Sobre las versiones del fin de semana emitidas desde Buenos Aires, y que hablan de la posibilidad cierta de que el Gobierno de Fernández declare desierto el canje al no haberse conseguido el 50% de las acreencias y que el número final se ubique cerca de un algo humillante 40%, la fuente prefiere la prudencia. “Siempre dijimos que el ganador al final será el Gobierno argentino, y que nuestra actitud nunca será triunfalista. Apostamos por un país para que nos paguen 100% de los papeles más intereses, y estamos negociando un 54,9%. No tiene nada de exitosa esta inversión para nosotros”, aseguraba, hábil, el negociador.

Lo cierto es que el viernes por la tarde, ya con los primeros datos preliminares de la Security and Exchange Commission (SEC) sobre la mesa, desde las huestes de los bonistas todo era satisfacción. Esa misma tarde de la última jornada de la semana pasada, los dos principales referentes legales de los fondos de inversión estaban con sus contactos con Wall Street (es decir, ellos mismos), en plena conexión.

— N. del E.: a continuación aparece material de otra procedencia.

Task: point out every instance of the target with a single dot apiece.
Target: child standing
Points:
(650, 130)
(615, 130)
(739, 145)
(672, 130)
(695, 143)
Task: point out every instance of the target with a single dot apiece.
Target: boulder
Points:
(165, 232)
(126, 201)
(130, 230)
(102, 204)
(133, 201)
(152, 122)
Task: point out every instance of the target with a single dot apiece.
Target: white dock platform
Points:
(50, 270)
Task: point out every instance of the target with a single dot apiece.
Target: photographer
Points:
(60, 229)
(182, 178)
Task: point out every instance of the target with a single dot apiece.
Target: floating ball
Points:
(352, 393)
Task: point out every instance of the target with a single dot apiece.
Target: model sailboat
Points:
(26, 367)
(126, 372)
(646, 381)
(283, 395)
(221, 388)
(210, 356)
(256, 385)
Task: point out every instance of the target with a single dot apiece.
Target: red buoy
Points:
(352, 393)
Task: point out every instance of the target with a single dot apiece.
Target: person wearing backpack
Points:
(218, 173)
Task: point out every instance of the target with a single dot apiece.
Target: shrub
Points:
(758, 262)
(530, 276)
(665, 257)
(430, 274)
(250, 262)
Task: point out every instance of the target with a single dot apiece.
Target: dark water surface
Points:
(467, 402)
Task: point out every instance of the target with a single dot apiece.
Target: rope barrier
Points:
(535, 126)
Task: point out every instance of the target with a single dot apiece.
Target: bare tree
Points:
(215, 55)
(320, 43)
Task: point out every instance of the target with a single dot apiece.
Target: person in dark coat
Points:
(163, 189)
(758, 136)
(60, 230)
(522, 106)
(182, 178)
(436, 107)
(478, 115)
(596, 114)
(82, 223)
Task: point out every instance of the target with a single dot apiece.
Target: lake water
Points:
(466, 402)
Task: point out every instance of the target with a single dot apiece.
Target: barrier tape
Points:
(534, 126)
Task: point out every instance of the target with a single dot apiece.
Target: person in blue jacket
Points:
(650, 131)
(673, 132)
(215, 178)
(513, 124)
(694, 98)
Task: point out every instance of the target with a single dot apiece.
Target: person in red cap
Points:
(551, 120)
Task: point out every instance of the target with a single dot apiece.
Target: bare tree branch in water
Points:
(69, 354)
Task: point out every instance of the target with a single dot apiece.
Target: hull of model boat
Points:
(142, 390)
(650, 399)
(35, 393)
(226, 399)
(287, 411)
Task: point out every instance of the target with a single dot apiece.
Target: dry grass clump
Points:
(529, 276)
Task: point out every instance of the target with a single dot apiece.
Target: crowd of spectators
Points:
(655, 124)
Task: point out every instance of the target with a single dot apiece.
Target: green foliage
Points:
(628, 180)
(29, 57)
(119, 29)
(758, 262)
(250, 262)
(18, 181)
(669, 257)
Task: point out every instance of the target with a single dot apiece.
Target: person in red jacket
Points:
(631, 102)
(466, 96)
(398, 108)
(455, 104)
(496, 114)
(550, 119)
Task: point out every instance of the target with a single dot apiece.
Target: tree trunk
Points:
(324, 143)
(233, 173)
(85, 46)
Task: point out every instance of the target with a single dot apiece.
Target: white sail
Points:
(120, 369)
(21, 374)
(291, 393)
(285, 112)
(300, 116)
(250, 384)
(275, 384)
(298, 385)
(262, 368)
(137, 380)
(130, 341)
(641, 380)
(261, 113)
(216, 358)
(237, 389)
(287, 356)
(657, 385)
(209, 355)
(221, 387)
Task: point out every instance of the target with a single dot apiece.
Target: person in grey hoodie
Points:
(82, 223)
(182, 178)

La apuesta de los tres grupos de bonistas (el Ad Hoc, Exchange Bondholders y el Comité de Acreedores) era doble. Primero, demostrarle a Guzmán que era fallida su proyección de que los tres grupos no representaban más del 35% de los bonistas, y que la oferta oficial podría convencer al 50% de los acreedores. Esta idea fue expresada por funcionarios argentinos ante el banco intermediario Lazard, luego que hace 20 días los tres grupos hayan sorprendido mostrando su unión y presentando su -hasta aquí- última propuesta; con un comunicado oficial donde aseguraban que ostentaban a la mitad de todos los acreedores. Por esto, los resultados del viernes pasado para los bonistas fueron una demostración de plena de fortaleza en las negociaciones. La consideración es que ahora sí queda claro que sólo con el acuerdo con la alianza de los tres grupos de bonistas habrá pacto. Y que la negociación deberá ser con todos, ya que -otras de las cuestiones que quedó clara el viernes- el acuerdo entre los representantes de los bonistas es sólida e inquebrantable.

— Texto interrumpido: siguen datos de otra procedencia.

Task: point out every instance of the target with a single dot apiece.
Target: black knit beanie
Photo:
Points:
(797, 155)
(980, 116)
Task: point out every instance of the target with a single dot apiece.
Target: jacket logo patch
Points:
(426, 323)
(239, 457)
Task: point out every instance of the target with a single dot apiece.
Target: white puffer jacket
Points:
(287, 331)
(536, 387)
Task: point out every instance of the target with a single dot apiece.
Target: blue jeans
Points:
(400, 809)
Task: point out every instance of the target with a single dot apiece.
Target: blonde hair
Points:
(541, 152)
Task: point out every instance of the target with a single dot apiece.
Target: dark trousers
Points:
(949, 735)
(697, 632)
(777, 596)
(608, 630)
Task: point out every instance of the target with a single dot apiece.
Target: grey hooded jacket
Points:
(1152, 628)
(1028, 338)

Dividir la cooperativa del Ad Hoc, Exchange y el Comité fue una de las estrategias desplegada por Guzmán y sus negociadores; evidentemente sin éxito. La coordinación entre el Ad Hoc y Exchange primero, a la que luego se sumó el Comité, funcionó siempre a la perfección, fruto del profesionalismo extremo (al menos para embestir contra Argentina) de Jennifer O’Neil, contratada por BlackRock y Dennis Hranitzky, de Exchange Bonholders.

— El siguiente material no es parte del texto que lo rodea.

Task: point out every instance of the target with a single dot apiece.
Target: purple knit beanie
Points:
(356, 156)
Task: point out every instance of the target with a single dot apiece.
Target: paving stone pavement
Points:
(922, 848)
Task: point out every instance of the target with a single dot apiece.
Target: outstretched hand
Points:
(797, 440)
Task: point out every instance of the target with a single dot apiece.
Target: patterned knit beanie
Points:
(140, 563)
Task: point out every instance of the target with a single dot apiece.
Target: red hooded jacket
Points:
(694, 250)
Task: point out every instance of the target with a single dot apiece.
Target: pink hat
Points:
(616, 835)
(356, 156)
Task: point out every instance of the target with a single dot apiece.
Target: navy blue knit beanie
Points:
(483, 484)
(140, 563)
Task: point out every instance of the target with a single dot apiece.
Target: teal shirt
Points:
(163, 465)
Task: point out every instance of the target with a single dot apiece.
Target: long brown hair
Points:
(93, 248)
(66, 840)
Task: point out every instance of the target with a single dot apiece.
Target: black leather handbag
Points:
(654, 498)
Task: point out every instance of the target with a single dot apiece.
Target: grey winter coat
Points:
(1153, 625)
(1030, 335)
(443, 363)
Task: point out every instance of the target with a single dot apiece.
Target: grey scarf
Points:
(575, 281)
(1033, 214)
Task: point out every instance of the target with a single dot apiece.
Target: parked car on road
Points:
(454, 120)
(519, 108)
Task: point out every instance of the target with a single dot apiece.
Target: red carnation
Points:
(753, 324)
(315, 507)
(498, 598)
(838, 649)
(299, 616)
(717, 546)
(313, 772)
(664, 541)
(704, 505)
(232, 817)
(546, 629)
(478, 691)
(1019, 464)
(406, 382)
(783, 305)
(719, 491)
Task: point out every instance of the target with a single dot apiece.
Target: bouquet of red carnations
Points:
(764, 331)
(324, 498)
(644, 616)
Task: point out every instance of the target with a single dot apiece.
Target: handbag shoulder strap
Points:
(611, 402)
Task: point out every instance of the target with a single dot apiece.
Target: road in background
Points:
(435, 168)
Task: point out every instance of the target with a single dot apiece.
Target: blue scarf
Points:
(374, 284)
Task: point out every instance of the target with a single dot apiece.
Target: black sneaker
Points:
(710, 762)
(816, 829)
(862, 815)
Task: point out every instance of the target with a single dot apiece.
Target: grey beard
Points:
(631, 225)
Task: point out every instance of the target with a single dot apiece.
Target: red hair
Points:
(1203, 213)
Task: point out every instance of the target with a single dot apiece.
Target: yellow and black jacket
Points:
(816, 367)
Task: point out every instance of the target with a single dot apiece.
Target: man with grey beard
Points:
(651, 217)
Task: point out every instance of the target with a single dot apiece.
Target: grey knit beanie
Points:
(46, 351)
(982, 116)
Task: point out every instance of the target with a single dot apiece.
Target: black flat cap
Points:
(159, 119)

El último intento de dividir la posición de los acreedores fue cuando en la primera semana de julio, desde Buenos Aires se anunció que el Comité de Acreedores, donde teóricamente militaba una gran parte de fondos de inversión friendly, estaban ya a punto de sumarse al canje. La respuesta del grupo fue anunciar que Greylock y Fintech ya no formaban parte de él, y que se unían a Ad Hoc y Exchange.

La fuente insiste en la prudencia. “No nos verá contestarle ni a Stiglitz ni a sus funcionarios. Nosotros queremos negociar y terminar este desagradable problema”, afirmaba la fuente que habló con este diario. Estaba haciendo referencia a las últimas declaraciones de Joseph Stiglitz que calificó como “recalcitrantes, miopes, testarudos y de corazón duro” a los grupos de acreedores que rechazan la oferta de Argentina. También a la afirmación de que la unión de los tres grupos de bonistas en un solo frente representaba una “cartelización”.